[This is an excerpt from an article in The Round Table: The Commonwealth Journal of International Affairs and Policy Studies.]
This volume makes a significant contribution to the historical analysis of the relationship between African liberation movements and governments, and the states and citizens of the Soviet Union and Eastern Europe. As the editors helpfully illustrate in the Introduction, this has been a burgeoning research field for nearly two decades: Westad’s Global Cold War (2005) inspired the rejection of a binary geopolitical rivalry of two superpower-led blocs as the basis of Cold War causation, refocusing historical research on a ‘third world’/global South initiative in shaping relations with both ‘West’ and ‘East’. Scholarship on southern African liberation movements has in particular developed an analytical, open-ended historiographical approach that seeks to explain – rather than assume from their ideological affiliation – the actions and motives of movement leaders and supporters, as well as their foreign allies.
The editors of this volume, who have themselves significantly contributed to these historiographical developments, including in a counterpart 2019 edited volume, demonstrate the continuing effectiveness of this approach here. Initial ‘East–South’ comparative analysis often benefited from the new abundance of Soviet and Eastern European archival materials but was hampered by a relative dearth of equivalent materials from the African side; this prompted innovative oral historical research, but this sometimes resulted in uneven findings that suggested an ‘Eastern gaze’. More recent work, including some chapters here, has partially addressed this problem by the identification and empathetic usage of new Africa-centred source materials uncovered from diverse origins including personal archives, and the identification of African ‘voices’ within official records.
This also enabled a welcome shift away from a focus on the institutional study of state-to-state or state-to-movement relations, and an increased emphasis on transnational flows of resources – military, financial and otherwise; people – soldiers and diplomats, but also students and cultural ambassadors such as dancers, trade unionists and sportspeople; and ideas, collegially and also combatively, on how to fight and to build a nation, but also concerning class, race and gender. All of this helps decentre high politics and ideology as causation, and focuses attention on multiple, overlapping factors – economic, psychological and emotional – for the myriad diplomatic, military, social and personal relationships that made up these historically significant relations.

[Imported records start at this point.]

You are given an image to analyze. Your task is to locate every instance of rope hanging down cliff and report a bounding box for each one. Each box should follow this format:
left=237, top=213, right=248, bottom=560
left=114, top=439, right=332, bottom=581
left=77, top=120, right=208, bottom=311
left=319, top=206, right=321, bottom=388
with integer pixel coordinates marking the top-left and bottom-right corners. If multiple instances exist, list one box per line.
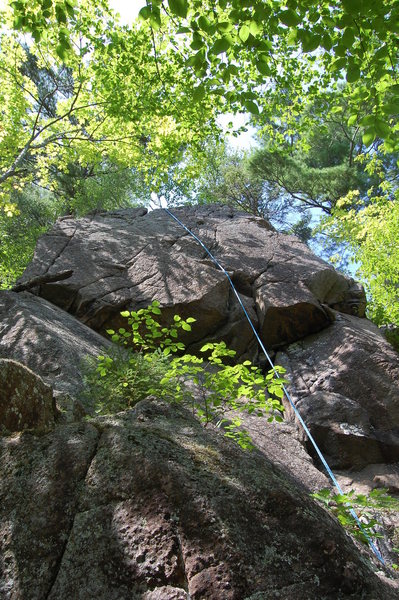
left=164, top=208, right=385, bottom=565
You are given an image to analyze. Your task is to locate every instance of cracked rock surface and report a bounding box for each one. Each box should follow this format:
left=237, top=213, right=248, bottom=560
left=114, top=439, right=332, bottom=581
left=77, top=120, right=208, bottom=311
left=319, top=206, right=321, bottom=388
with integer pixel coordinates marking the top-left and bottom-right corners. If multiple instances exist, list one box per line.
left=0, top=207, right=399, bottom=600
left=0, top=400, right=397, bottom=600
left=20, top=206, right=365, bottom=354
left=278, top=313, right=399, bottom=469
left=0, top=291, right=110, bottom=403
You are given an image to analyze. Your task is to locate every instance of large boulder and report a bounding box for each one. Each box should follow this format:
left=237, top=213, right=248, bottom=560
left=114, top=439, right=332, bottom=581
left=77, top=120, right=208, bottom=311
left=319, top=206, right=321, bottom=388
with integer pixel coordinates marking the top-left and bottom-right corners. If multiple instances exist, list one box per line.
left=0, top=400, right=398, bottom=600
left=15, top=207, right=365, bottom=354
left=0, top=359, right=56, bottom=432
left=0, top=291, right=110, bottom=402
left=278, top=313, right=399, bottom=469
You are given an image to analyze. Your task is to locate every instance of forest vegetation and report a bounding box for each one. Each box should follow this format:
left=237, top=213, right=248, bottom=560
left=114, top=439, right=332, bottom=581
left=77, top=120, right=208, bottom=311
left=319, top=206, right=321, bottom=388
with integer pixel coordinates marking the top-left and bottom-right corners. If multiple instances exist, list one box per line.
left=0, top=0, right=399, bottom=326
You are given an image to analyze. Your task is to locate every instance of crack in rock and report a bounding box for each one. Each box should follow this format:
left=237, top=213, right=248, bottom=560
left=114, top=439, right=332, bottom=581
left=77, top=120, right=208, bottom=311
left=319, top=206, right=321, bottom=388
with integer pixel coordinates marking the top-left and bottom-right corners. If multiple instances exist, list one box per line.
left=45, top=432, right=103, bottom=600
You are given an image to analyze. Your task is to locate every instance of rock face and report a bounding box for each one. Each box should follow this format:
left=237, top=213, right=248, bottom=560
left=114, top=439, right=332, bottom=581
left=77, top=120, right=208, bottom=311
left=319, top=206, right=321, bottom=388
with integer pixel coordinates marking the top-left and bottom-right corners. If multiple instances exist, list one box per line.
left=14, top=207, right=399, bottom=468
left=278, top=314, right=399, bottom=469
left=0, top=359, right=55, bottom=432
left=0, top=207, right=399, bottom=600
left=0, top=292, right=110, bottom=404
left=0, top=401, right=396, bottom=600
left=21, top=207, right=365, bottom=354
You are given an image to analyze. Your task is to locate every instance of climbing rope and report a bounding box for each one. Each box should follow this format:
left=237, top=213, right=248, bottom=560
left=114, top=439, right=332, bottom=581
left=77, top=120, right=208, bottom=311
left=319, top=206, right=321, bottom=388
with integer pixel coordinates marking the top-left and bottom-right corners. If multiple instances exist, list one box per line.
left=164, top=208, right=385, bottom=565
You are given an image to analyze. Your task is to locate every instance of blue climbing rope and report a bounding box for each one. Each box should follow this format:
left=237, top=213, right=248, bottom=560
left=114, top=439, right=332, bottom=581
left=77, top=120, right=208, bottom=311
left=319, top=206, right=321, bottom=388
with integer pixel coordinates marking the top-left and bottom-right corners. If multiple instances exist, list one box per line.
left=164, top=208, right=385, bottom=565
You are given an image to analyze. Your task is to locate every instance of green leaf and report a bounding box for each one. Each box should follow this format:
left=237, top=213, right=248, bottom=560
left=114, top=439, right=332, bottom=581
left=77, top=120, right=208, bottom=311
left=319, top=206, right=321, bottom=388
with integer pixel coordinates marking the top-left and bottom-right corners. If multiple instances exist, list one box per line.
left=348, top=115, right=358, bottom=127
left=244, top=100, right=259, bottom=115
left=198, top=15, right=211, bottom=31
left=168, top=0, right=188, bottom=19
left=217, top=21, right=233, bottom=33
left=278, top=9, right=301, bottom=27
left=139, top=6, right=151, bottom=21
left=210, top=37, right=231, bottom=54
left=374, top=118, right=391, bottom=138
left=238, top=24, right=250, bottom=43
left=382, top=102, right=399, bottom=115
left=362, top=129, right=377, bottom=147
left=346, top=63, right=360, bottom=83
left=249, top=21, right=262, bottom=37
left=256, top=61, right=271, bottom=75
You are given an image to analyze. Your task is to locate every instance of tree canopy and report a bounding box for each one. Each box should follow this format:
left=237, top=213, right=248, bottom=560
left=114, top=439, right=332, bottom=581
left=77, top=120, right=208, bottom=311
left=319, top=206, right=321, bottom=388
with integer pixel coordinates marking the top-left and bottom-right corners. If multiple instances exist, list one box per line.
left=0, top=0, right=399, bottom=322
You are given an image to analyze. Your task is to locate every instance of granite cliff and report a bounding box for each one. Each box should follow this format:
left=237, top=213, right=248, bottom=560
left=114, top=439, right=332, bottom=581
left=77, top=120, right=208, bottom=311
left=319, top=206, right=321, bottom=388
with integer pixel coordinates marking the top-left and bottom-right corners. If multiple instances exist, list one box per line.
left=0, top=206, right=399, bottom=600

This volume is divided into three main parts of 4–5 chapters apiece. Part I, ‘Lusophone Connections’, demonstrates the significant development of Lusophone African liberation historiography, and, more importantly, its integration into a broader Pan-African historiography. For historiographical, archival and linguistic reasons, the study of anti-Portuguese liberation movements’ considerable relations with the Soviet bloc has, with few exceptions, developed separately from Anglophone African analyses. These chapters demonstrate the wealth and fluidity of movement relationships: far from acting within strict ideological boundaries, leaders opportunistically sought support from a wide range of actors, and in different forms. Direct military struggle was often less important than recognition by external organisations and representation, for example in filmed propaganda and broadcasting. Helder Fonseca’s exhaustive accounting of the institutional engagements provides data showing the scale and diversity of Angolan movements’ relations with the Eastern Bloc, the effectiveness of which commonly depended on the political orientation and support of neighbouring African states, including Tanzania, Congo-Kinshasa (DRC) and Congo Brazzaville. Joāo Fusco Ribeiro (Chapter 3) demonstrates how the Sino-Soviet split of the 1960s intersected with the growing division between the Angolan liberation movements, UNITA and the MPLA, in ways that shaped their ongoing post-independence conflict. The Sino-Soviet split’s broader impact is considered by Alexandr Voevodskiy (Chapter 7). Ana Moledo (Chapter 4) provides a highly original analysis of the Lusophone movements’ engagement with the socialist-aligned World Federation of Trade Unions (WFTU) and its (under-researched) African Workers’ University in Conakry.
A particular strength of this collection is studies of a wide range of Eastern European countries. These include Yugoslavia – Alba Martín Luque (Chapter 4) documents its role in producing film propaganda for Mozambican movement Frelimo – but also Czechoslovakia: Barbora Menclová (Chapter 6) analyses the export of Czechoslovak expertise to post-independence Angola in medicine, energy supply and industry.
Miles Larmer is with the University of Florida.
Eastern Europe, the Soviet Union, and Africa: New perspectives on the era of decolonization, 1950s to 1990s, edited by Chris Saunders, Helder Adegar Fonseca and Lena Dallywater, Berlin/Boston, De Gruyter Oldenbourg, 2023.